Description
An old record player; an unposted letter; a pearl necklace never purchased; a badly written poem from the woman you love: tokens, gifts, and objects lost or left behind, desired or not wanted at all are the starting points for the stories in Worldly Goods, a new collection by Alice Petersen. The stories reveal that ownership is more than possession, for Petersen shows how small objects stand as markers of our attempts to communicate with each other.

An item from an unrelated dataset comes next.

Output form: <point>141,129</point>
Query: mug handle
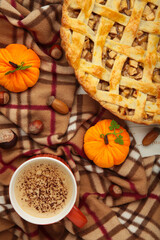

PRAISE FOR ALICE PETERSEN & WORLDLY GOODS
“Assured and stylistically confident … Petersen’s knowledge of and precise language for subjects such as natural history, the domestic arts, and music add to the classical feel of these stories, set all around the English-speaking Commonwealth. Crisp sentences and slightly old-fashioned vocabulary combine gratifyingly with evocative visual imagery to make this collection a pleasure to read.”—Publishers Weekly, starred review
“Worldly Goods is a multi-faceted diamond: its carbon base is the stuff of life, and its reflective power is dazzling. Petersen can take a small event and in a few pages create an entire world … a writer this good needs to be read.”—Quill & Quire, starred review
“What a thrill to follow a writer from promise to fulfillment. Alice Petersen’s debut collection of short stories … marked her as a young writer to watch. [This] collection, Worldly Goods, more than delivers.”
—Montreal Review of Books
“Alice Petersen writes as eloquently about the natural world as she does about the world of human emotion and desire. This is a wise and impressive collection of
stories.”
—David Bezmozgis, author of The Free World
PRAISE FOR ALL THE VOICES CRY
“Finely crafted and pared down to their bare essentials … These are stories that work on multiple levels, and continue to divulge their secrets after several rereadings.”
—Quill & Quire
“Among the book’s pleasures are bursts of descriptive panache.”
—Globe & Mail
“Alice Petersen’s All the Voices Cry is masterful and potent—incredibly satisfying for a reader.”